トンネルを抜けるとそこは雪国だった。「雪国」を読んだことのない人でも知ってる有名な書き出し。実際、冬に電車や車でトンネルをくぐって同じことを感じた人も多いだろう。
冬にスキー場に来る人はそれぞれの思いを持って訪れ、そしてまた自分の住む場所へと帰っていく。いわば非日常の空間なのだろう。
でも、トンネルのこっち側の人、訪れる人の非日常が日常の人は存在する。
たまに訪れる人には分からない生活や時の流れがある。

スキー場のそばで生まれ育つた僕は冬に関して、季節のとらえ方が一般的な人と違うかもしれない。スキー場の始まりが冬の始まりでスキー場の終わりが冬の終わり。はっきりした線引きがある。                      もちろん雪が降り始めた時には緩やかな冬への始まりは感じる。そして冬の終わりへの始まりは、スキー場の営業終了の1、2週間前になるナイター営業の終わりだ。                            家から歩いて5分足らずのスキー場ではナイター照明が明るく山を照らす。それは遠くからでもシンボルのように照らし出されて見える。
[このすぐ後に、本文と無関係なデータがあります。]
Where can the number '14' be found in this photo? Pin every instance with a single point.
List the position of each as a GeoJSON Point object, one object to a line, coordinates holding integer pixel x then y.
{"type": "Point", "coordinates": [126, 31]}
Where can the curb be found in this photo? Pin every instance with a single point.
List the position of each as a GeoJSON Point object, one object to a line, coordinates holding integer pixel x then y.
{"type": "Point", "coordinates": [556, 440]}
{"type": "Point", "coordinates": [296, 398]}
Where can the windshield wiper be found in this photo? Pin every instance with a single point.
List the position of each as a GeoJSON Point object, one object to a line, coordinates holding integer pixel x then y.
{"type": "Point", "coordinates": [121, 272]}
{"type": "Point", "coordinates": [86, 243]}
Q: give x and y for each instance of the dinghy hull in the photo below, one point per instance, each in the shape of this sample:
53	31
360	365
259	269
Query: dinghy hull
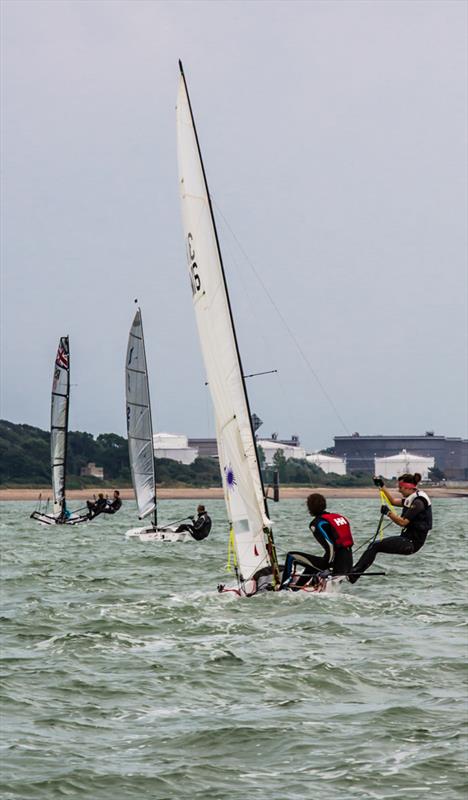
151	534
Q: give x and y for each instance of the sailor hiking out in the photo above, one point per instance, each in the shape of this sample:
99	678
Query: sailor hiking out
200	527
333	533
104	506
415	519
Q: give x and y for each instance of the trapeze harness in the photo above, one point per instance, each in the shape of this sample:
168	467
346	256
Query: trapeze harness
333	532
417	509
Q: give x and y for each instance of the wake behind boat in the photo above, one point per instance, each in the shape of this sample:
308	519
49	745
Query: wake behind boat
140	441
60	402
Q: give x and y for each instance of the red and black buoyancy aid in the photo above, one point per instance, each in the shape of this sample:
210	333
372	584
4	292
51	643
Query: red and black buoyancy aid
342	529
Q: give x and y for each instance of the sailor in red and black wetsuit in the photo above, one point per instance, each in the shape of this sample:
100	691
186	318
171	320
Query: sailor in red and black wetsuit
333	532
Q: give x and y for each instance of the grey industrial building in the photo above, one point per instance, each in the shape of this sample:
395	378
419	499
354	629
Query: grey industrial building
450	453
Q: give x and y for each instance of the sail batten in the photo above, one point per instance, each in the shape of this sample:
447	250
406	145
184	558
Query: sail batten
242	481
139	422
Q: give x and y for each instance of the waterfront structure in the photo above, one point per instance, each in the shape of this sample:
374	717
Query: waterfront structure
393	466
289	448
208	448
450	453
92	471
174	446
328	463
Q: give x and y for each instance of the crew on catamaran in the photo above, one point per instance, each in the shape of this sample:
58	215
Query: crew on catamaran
104	506
333	533
200	527
416	521
114	505
97	506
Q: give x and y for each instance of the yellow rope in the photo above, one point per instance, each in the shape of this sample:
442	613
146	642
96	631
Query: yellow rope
385	501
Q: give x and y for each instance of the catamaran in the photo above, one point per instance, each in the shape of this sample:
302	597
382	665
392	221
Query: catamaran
60	403
250	536
140	441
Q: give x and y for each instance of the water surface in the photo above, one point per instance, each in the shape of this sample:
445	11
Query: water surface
125	675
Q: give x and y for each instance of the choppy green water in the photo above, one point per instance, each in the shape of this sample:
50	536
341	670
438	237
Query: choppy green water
126	676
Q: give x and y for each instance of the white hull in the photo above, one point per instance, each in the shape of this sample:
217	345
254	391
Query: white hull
151	534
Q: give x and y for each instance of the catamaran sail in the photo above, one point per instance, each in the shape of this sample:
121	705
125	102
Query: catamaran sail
59	423
139	425
60	402
242	481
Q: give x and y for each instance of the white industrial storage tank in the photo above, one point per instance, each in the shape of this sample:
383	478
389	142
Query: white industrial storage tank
174	446
393	466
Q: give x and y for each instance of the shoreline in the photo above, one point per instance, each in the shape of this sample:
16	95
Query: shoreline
216	493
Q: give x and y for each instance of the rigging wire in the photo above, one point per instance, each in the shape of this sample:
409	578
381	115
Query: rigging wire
266	347
283	320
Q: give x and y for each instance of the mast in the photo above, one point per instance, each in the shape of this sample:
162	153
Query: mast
59	423
225	289
139	421
67	412
155	511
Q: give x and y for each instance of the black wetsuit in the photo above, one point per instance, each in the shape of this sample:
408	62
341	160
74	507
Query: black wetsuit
419	516
336	558
97	507
112	508
200	528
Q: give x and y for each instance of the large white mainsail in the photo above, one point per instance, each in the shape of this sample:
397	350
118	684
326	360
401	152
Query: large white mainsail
59	423
139	424
242	482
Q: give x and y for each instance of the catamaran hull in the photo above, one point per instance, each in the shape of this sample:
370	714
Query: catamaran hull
158	535
49	519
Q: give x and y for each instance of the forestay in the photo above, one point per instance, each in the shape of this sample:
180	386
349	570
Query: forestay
59	422
243	490
139	425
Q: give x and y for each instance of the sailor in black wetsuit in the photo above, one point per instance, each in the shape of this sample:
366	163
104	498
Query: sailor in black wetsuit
96	507
200	527
333	533
416	521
ナイター営業が終わると、夜、空を見上げても山は元の黒い闇になる。ああ、冬が終わるんだ。という気持ちになり、長くなった夜にそのシーズンの出来事が思い出される。

スキー場を訪れる人は減り、昔の賑わいは無くなってきている。要因はいろいろあると思うが時代の流れなんだろう。
昔のことをこの頃思い出すのは静かに終わっていく予感がそうさせているのかもしれない。それならいっそ思い出したものを少し書き留めておこう。